O Ministério Público Federal está a investigar Guedes por suspeita de fraude em negócios com fundos de pensões estatais, disse à agência de notícias Reuters um procurador com conhecimento do caso. A investigação foi inicialmente notícia do jornal Folha de S. Paulo, que escreveu que Guedes ficou com pelo menos mil milhões de reais (cerca de 230 milhões de euros) de várias entidades por meio da sua empresa de gestão de ativos - um esquema que terá começado em 2009. Segundo a Folha, o economista associou-se a executivos de fundos de pensões ligados ao Partido dos Trabalhadores e do PT do Movimento Democrático Brasileiro (MDB).

Para o Ministério Público, há "relevantes indícios de que, entre fevereiro de 2009 e junho de 2013, diretores e/ou gestores dos fundos de pensões e da sociedade por ações BNDESPAR se associaram ao empresário Paulo Roberto Nunes Guedes, controlador do Grupo HSM", com a intenção de cometer "crimes de gestão fraudulenta ou temerária de instituições financeiras e emissão e negociação de títulos imobiliários sem lastros ou garantias", de acordo com a Folha.

Segundo o jornal, nem Guedes nem Bolsonaro responderam aos pedidos de comentário para a notícia.
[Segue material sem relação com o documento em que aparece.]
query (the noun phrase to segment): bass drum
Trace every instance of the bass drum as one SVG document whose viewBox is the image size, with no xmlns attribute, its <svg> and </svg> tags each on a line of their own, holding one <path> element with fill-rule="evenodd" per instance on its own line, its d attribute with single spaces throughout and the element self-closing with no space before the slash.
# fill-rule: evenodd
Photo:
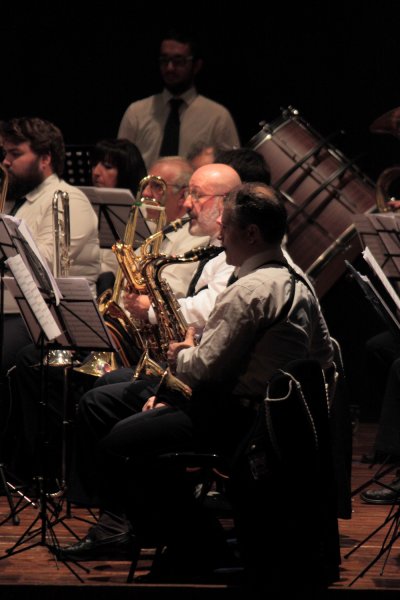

O BNDESPAR, braço de banca de investimento do BNDES, é citado pelos investigadores ao lado dos fundos de pensões Previ (Banco do Brasil), Petros (Petrobras), Funcef (Caixa) e Postalis (Correios), segundo o jornal.

A investigação, a que a Folha diz ter tido acesso, foi instaurada pela força-tarefa da Operação Greenfield, que mira esquemas de pagamento de propina em fundos de pensão, afirmou a Folha, acrescentando que as transações suspeitas foram feitas a partir de 2009 com executivos indicados por PT e MDB que também são investigados atualmente por desvio de recursos das instituições.

Bolsonaro vai enfrentar o candidato do PT, Fernando Haddad, na segunda volta das eleições presidenciais, no dia 28 de outubro, depois de ter sido, de longe, o candidato mais votado na primeira volta com 46% dos votos contra os 29% de Haddad.